New York University, New York, NY, United States of America.
Microsoft Research, Redmond, WA, United States of America.
PLoS One. 2021 Jun 9;16(6):e0252383. doi: 10.1371/journal.pone.0252383. eCollection 2021.
Estimation of disease prevalence at sub-city neighborhood scale allows early and targeted interventions that can help save lives and reduce public health burdens. However, the cost-prohibitive nature of highly localized data collection and sparsity of representative signals, has made it challenging to identify neighborhood scale prevalence of disease. To overcome this challenge, we utilize alternative data sources, which are both less sparse and representative of localized disease prevalence: using query data from a large commercial search engine, we identify the prevalence of respiratory illness in the United States, localized to census tract geographic granularity. Focusing on asthma and Chronic Obstructive Pulmonary Disease (COPD), we construct a set of features based on searches for symptoms, medications, and disease-related information, and use these to identify illness rates in more than 23 thousand tracts in 500 cities across the United States. Out of sample model estimates from search data alone correlate with ground truth illness rate estimates from the CDC at 0.69 to 0.76, with simple additions to these models raising those correlations to as high as 0.84. We then show that in practice search query data can be added to other relevant data such as census or land cover data to boost results, with models that incorporate all data sources correlating with ground truth data at 0.91 for asthma and 0.88 for COPD.

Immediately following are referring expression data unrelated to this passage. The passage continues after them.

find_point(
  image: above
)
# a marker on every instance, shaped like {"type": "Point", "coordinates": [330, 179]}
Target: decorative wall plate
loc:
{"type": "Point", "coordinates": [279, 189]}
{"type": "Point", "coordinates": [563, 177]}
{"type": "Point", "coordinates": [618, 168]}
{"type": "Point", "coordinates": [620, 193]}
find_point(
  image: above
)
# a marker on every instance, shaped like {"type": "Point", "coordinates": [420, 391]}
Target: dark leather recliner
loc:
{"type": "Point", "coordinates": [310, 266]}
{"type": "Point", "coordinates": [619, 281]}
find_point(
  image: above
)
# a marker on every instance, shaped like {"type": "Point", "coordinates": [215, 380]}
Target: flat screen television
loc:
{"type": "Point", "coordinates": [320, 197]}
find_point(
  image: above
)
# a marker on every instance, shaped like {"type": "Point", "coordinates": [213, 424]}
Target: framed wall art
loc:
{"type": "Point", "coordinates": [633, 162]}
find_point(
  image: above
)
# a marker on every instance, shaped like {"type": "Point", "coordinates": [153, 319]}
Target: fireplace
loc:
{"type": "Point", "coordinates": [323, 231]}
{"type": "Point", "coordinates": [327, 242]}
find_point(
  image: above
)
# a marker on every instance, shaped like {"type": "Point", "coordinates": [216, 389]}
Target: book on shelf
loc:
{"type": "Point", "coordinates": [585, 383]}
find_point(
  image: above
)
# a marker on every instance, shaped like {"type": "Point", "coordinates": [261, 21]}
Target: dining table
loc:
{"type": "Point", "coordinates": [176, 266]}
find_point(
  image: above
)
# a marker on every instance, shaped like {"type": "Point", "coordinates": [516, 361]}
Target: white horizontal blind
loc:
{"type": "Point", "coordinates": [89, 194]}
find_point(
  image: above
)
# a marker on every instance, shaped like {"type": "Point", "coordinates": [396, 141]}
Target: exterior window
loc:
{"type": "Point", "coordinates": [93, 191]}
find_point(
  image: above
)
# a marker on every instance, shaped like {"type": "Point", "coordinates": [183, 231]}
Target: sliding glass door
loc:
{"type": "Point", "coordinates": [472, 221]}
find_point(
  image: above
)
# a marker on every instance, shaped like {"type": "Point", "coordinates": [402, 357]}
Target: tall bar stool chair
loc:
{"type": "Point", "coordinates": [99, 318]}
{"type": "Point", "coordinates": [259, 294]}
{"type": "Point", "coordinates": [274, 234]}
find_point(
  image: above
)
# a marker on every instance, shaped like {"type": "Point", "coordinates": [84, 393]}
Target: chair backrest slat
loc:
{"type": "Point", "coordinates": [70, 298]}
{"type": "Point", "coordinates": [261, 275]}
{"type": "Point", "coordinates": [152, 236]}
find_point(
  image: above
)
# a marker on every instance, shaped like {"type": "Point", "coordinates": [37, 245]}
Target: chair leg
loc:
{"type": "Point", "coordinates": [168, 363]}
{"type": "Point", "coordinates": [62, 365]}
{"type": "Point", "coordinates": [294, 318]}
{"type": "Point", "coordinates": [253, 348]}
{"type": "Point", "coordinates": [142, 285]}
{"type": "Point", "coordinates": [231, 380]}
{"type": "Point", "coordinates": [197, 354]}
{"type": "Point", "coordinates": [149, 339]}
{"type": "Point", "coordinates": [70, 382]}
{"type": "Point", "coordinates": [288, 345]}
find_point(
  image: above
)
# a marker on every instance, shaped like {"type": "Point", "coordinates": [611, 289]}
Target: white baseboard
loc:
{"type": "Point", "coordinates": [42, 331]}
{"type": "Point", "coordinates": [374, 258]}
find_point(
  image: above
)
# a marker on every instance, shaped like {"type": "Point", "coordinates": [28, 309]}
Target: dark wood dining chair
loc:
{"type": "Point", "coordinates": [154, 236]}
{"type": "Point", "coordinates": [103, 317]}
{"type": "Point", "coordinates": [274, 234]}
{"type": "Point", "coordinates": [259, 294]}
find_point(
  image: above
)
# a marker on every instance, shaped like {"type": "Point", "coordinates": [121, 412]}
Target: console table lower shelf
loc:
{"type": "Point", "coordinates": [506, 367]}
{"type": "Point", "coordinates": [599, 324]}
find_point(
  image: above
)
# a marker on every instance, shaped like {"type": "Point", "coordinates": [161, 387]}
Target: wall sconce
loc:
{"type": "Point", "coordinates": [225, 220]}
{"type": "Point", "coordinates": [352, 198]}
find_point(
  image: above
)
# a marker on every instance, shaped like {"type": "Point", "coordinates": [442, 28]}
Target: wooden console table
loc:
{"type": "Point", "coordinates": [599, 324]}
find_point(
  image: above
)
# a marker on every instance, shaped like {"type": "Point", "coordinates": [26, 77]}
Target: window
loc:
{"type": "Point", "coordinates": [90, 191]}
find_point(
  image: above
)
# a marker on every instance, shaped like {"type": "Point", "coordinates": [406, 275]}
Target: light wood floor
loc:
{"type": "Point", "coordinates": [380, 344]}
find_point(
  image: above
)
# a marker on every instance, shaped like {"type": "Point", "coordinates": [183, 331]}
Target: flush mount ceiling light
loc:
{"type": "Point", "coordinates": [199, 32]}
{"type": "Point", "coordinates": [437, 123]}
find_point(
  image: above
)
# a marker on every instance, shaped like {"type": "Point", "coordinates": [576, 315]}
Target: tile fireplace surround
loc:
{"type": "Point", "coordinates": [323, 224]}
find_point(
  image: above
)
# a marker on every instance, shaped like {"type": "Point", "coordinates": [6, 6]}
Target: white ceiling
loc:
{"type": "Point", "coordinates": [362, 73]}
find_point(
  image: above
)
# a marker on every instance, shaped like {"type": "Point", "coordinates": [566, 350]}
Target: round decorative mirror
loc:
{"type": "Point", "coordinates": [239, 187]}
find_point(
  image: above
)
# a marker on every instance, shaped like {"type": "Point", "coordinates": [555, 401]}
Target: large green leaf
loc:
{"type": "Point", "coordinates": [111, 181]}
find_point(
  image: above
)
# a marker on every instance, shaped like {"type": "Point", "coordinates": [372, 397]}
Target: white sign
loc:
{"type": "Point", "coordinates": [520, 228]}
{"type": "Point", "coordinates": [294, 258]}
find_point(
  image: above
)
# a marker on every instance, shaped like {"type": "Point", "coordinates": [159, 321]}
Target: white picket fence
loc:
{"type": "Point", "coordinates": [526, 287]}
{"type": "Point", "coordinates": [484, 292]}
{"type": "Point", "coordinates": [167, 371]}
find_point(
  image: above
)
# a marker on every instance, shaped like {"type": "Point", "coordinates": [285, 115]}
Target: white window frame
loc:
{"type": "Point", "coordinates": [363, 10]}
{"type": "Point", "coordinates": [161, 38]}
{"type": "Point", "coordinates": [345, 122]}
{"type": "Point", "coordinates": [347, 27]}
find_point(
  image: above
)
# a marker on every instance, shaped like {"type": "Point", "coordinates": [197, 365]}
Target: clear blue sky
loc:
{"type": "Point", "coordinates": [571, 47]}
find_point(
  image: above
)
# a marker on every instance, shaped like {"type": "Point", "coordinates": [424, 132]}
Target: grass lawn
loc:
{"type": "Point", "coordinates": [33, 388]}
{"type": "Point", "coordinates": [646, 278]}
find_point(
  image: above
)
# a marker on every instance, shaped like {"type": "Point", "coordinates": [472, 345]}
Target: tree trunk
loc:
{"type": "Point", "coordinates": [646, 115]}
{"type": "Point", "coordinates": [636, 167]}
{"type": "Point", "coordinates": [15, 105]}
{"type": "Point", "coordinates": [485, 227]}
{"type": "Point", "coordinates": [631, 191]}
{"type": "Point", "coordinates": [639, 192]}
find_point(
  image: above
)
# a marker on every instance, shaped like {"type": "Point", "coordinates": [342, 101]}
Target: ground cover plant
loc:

在城市街区层面估算疾病的流行程度,可以实现早期、有针对性的干预,有助于拯救生命和减轻公共卫生负担。然而,由于高度本地化的数据收集成本过高,以及代表性信号稀疏,因此难以确定疾病在街区层面的流行程度。为了克服这一挑战,我们利用替代数据源,这些数据源不仅更稀疏,而且更能代表本地化的疾病流行程度:我们使用来自大型商业搜索引擎的查询数据,以普查地段的地理粒度来确定美国呼吸道疾病的流行程度。我们专注于哮喘和慢性阻塞性肺疾病(COPD),根据症状、药物和与疾病相关的信息搜索构建了一组特征,并利用这些特征来确定美国 500 个城市的 23000 多个地段的疾病发病率。仅从搜索数据中得出的样本外模型估计与 CDC 的实际疾病发病率估计相关系数为 0.69 至 0.76,而对这些模型进行简单的补充可将相关性提高到 0.84 之高。然后我们展示了在实践中,搜索查询数据可以与其他相关数据(如人口普查或土地覆盖数据)结合使用,以提高结果的准确性,同时包含所有数据源的模型与真实数据的相关性分别达到 0.91(哮喘)和 0.88(COPD)。